The gene, first identified in 1992, has been shown to be a primary cause of aggressive, treatment-resistant acute myeloid leukemia. Approximately 40 percent of patients with acute myeloid leukemia have FLT3 mutations, and most of them will not be cured using current therapies, according to the research team.

Clinical trials to test the safety and effectiveness of the drug in adult patients who have relapsed or stopped responding to standard therapy and who have the mutations are now underway.

"Right now, acute myeloid leukemia patients with FLT3 mutations have a dismal diagnosis with little hope of cure. We hope to change that with this new drug," says Donald Small, M.D., Ph.D., study director. "Since it selectively targets the genetic error, CEP-701 turns it from a negative indicator to a positive one. This is what molecular medicine is all about, finding the cellular mistakes that work against us to cause cancer and turning them to our advantage to kill the cells."

The investigators tested CEP-701 in mouse cell lines and human leukemia cells with FLT3 mutations and found the drug interfered with the signal of the altered gene --- leading to death of the leukemic cells.

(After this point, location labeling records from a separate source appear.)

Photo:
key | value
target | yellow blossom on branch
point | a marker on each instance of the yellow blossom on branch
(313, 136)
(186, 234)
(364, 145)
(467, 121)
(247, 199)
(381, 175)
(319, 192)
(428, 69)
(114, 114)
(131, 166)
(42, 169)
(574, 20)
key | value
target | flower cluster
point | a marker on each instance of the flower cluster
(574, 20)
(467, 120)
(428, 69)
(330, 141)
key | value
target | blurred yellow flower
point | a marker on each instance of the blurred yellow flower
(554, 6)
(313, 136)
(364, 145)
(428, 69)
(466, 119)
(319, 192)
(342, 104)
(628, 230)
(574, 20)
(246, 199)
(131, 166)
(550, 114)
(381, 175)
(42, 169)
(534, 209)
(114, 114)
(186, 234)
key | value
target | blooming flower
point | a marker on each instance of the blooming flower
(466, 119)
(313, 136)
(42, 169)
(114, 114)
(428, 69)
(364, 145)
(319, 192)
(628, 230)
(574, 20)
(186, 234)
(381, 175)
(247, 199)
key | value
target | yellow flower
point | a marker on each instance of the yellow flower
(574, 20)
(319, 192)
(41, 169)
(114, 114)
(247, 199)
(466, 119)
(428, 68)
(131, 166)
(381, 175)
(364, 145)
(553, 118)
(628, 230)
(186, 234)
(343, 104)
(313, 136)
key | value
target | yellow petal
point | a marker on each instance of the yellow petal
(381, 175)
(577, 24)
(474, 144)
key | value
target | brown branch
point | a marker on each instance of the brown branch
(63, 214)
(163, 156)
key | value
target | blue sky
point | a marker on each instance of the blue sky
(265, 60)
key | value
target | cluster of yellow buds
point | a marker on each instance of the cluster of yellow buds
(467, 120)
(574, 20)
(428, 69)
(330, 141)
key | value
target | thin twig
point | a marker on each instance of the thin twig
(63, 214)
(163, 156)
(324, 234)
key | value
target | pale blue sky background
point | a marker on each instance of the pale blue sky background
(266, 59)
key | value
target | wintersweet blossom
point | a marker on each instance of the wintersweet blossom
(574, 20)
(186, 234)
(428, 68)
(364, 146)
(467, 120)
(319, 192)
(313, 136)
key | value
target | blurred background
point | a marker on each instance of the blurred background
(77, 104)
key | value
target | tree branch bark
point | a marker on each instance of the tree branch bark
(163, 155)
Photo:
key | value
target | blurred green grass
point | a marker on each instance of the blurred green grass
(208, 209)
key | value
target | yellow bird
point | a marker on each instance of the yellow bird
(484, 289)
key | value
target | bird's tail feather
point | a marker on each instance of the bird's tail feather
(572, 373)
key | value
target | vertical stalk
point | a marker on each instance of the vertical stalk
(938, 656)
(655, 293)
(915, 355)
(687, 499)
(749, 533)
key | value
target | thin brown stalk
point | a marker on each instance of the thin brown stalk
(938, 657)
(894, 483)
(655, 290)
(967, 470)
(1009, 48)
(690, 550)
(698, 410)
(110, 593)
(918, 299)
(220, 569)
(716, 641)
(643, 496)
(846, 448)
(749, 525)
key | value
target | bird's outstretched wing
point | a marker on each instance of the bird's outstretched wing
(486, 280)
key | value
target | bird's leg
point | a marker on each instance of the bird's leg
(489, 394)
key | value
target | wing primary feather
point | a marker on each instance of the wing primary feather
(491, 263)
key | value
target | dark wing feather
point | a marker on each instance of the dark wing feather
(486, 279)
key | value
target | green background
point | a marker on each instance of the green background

CEP-701 is one of a new class of drugs called tyrosine kinase inhibitors, named because of their ability to block specific cell signaling proteins. "Mutant FLT3 uses its tyrosine kinase portion to signal leukemia cells to grow and also to prevent them from dying," explains Mark Levis, M.D., Ph.D., lead author. "By inhibiting the gene's ability to communicate with cells, we can slow the growth and promote the death of [acute myeloid leukemia] cells. In essence, we render the gene powerless. It's as if it never existed," he says.

Acute myeloid leukemia is diagnosed in more than 10,000 adults and children each year in the U.S. It is the most common form of adult leukemia and the second most common type of childhood leukemia.